In molti si chiedono se è opportuno, o addirittura se è possibile, aprire una partita iva in regime forfettario per gestire un B&B o una casa vacanze piuttosto che per svolgere un'attività di affittacamere. 

, è possibile farlo, anzi, dobbiamo farlo se vogliamo svolgere l'attività in maniera professionale e continuativa. Non esiste una  "normativa fiscale affittacamere"  o una "normativa fiscale bed and breakfast"  in quanto queste tipologie di attività vengono considerate come delle semplici modalità di esercizio di locazione turistica breve e per tanto seguono tali norme e discipline. Il regime fiscale affittacamere o b&b o per casa vacanze caldamente consigliato è senza dubbio il regime forfettario in quanto sembra cucito su misura sulla categoria e paradossalmente molte volte viene dimenticato. 

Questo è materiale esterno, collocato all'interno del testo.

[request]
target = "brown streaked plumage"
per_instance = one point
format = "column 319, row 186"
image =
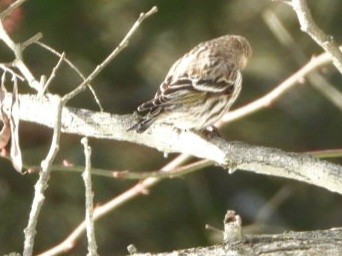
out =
column 199, row 87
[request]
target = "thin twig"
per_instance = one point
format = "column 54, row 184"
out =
column 180, row 171
column 270, row 97
column 89, row 198
column 104, row 209
column 32, row 40
column 9, row 70
column 73, row 67
column 123, row 44
column 18, row 62
column 317, row 80
column 11, row 8
column 52, row 75
column 308, row 25
column 42, row 183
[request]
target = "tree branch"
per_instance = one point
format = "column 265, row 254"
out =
column 308, row 25
column 325, row 242
column 231, row 155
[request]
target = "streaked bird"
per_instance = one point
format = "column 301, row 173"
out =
column 200, row 87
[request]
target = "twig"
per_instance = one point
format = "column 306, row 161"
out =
column 18, row 62
column 11, row 8
column 149, row 182
column 42, row 183
column 31, row 40
column 177, row 172
column 308, row 25
column 123, row 44
column 73, row 67
column 52, row 75
column 102, row 210
column 317, row 80
column 270, row 97
column 89, row 197
column 13, row 73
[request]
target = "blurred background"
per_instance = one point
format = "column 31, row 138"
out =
column 174, row 213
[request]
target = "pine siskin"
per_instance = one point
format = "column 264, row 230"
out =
column 200, row 87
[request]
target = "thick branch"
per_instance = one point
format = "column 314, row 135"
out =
column 231, row 155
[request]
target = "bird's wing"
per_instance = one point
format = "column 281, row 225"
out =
column 206, row 75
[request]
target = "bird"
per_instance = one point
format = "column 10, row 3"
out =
column 200, row 87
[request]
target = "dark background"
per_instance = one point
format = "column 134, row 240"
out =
column 174, row 213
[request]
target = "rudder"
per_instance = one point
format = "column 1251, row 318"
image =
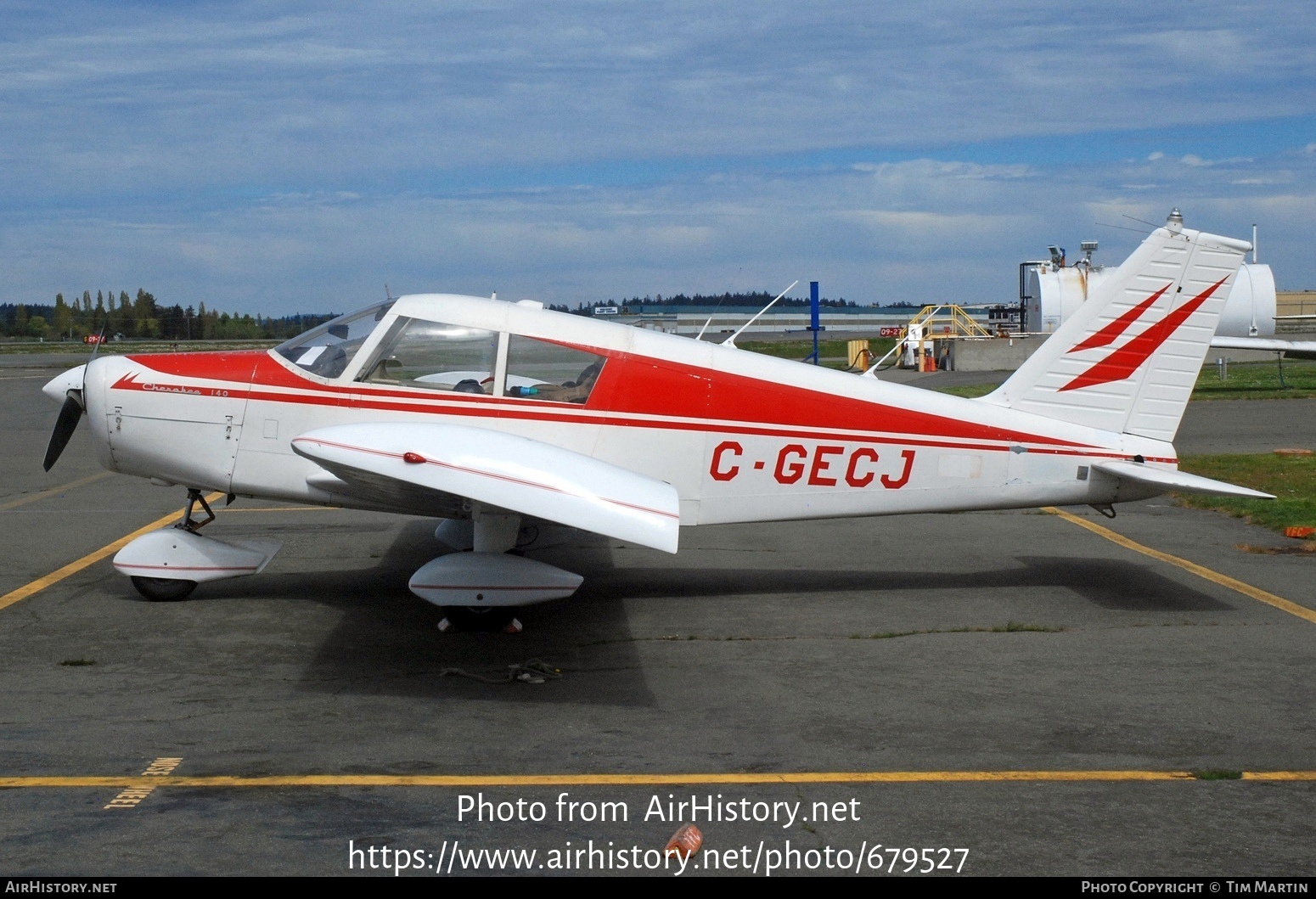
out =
column 1128, row 360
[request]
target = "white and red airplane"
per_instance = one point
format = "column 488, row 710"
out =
column 488, row 413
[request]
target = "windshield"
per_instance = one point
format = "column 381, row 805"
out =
column 328, row 349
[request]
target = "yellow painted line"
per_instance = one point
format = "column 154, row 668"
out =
column 603, row 779
column 284, row 508
column 1201, row 571
column 91, row 559
column 43, row 494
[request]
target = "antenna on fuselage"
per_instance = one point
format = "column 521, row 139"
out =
column 731, row 341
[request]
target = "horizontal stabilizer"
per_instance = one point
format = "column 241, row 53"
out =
column 504, row 470
column 1268, row 344
column 1167, row 480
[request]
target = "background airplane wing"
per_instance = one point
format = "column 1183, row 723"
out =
column 1268, row 344
column 504, row 470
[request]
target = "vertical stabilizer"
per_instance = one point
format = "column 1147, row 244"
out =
column 1128, row 360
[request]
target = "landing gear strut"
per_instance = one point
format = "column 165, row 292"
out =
column 189, row 524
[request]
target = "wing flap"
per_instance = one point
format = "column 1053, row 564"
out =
column 514, row 473
column 1167, row 480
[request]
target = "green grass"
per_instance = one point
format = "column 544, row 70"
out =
column 1290, row 478
column 1249, row 380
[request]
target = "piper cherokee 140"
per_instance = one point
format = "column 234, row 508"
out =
column 487, row 413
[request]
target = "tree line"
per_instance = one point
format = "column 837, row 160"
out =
column 141, row 317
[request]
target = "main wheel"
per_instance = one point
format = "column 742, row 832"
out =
column 163, row 590
column 479, row 617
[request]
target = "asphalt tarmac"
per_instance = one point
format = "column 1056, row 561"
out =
column 1011, row 691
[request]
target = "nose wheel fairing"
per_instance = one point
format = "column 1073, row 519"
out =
column 177, row 554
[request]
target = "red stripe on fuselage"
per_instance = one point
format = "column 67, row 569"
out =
column 629, row 389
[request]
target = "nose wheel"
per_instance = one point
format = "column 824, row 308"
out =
column 479, row 617
column 163, row 590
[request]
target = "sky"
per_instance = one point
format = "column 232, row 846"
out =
column 284, row 157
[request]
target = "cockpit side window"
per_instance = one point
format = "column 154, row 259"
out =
column 328, row 349
column 550, row 372
column 435, row 356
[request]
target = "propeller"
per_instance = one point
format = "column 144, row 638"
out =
column 65, row 425
column 70, row 413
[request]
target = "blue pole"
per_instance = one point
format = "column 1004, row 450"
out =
column 813, row 318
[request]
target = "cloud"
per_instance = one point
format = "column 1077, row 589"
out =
column 294, row 155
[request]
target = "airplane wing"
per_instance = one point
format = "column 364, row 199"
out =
column 504, row 470
column 1268, row 344
column 1167, row 480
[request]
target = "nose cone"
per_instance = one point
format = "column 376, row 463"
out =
column 61, row 385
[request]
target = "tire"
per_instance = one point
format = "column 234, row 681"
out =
column 479, row 617
column 163, row 590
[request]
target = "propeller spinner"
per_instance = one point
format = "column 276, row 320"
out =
column 70, row 387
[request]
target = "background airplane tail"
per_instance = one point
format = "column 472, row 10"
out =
column 1128, row 360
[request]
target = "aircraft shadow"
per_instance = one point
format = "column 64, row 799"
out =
column 387, row 643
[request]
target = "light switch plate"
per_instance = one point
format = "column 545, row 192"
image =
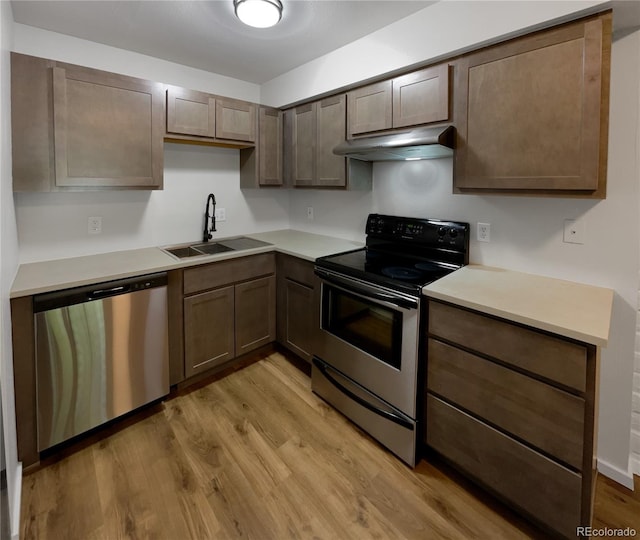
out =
column 574, row 231
column 94, row 225
column 484, row 232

Come ben sappiamo, i forfettari pagano l'imposta sul reddito "a forfait": corrispondono al fisco il 15% su una percentuale di redditività definita in base alla loro attività, al loro codice ateco. La percentuale prevista dal codice ateco bed and breakfast e dal codice ateco affittacamere è decisamente fra le più basse del regime: solamente il 40 per cento. 

In poche parole nel regime forfettario l’imposta sostitutiva (la nostra tassazione affittacamere e B&B e casa vacanze) verrà calcolata SOLAMENTE sul 40 per cento dei nostri ricavi (al netto dei contributi INPS ovviamente) visto che il restante 60 verrà riconosciuto come costo di gestione dell’attività.

Inoltre una nuova p iva forfettaria che volesse svolgere tali professioni, per ipotesi da domani, potrà usufruire di un trattamento fiscale affittacamere, casa vacanze e b&b ulteriormente agevolato. Per i primi cinque anni di attività pagherebbe il 5 per cento, anzichè il 15, purché il titolare non abbia svolto nei tre anni precedenti attività di impresa in generale e che non abbia mai, nello specifico, gestito nulla di simile o attinente né come titolare, né come facente parte di imprese familiari, né come dipendente.



E per quel che concerne la contribuzione previdenziale personale, l'INPS regime forfettario sarebbe conveniente?

Parere personale: sempre, comunque e dovunque!

I titolari di B&B, affittacamere o casa vacanze appartenenti al regime forfettario godono di un ulteriore benefit rispetto al normale contributo inps forfettario. Essi “non sono soggetti all’osservanza del minimale annuo di reddito” previsto per artigiani e commercianti, quindi se non producono reddito non sono obbligati a versare niente. Dovranno farlo solo in maniera percentuale calcolata sull’effettivo reddito prodotto.

In una nota di Febbraio 2020 infatti, l'INPS ha chiarito che, per loro, non è dovuta la quota fissa che di norma pagano gli Artigiani e i Commercianti, indi per cui si andrà a versare solo un importo calcolato sulle percentuali del reddito imponibile lordo. Per la precisione il 24,09% fino a un reddito di 47.143, e al 25,09 dai 47.144 a 65.000. E Superati i 65.000 ? Non potrebbero più usufruire del regime agevolato!

Il quesito iniziale quindi è di facile risoluzione: se volessimo aprire un B&B, una casa vacanze o svolgere l'attività di affittacamere in maniera professionale, con ricavi inferiori ai 65.000 euro annui ovviamente, il regime da adottare dovrà essere sempre e solo il regime forfettario.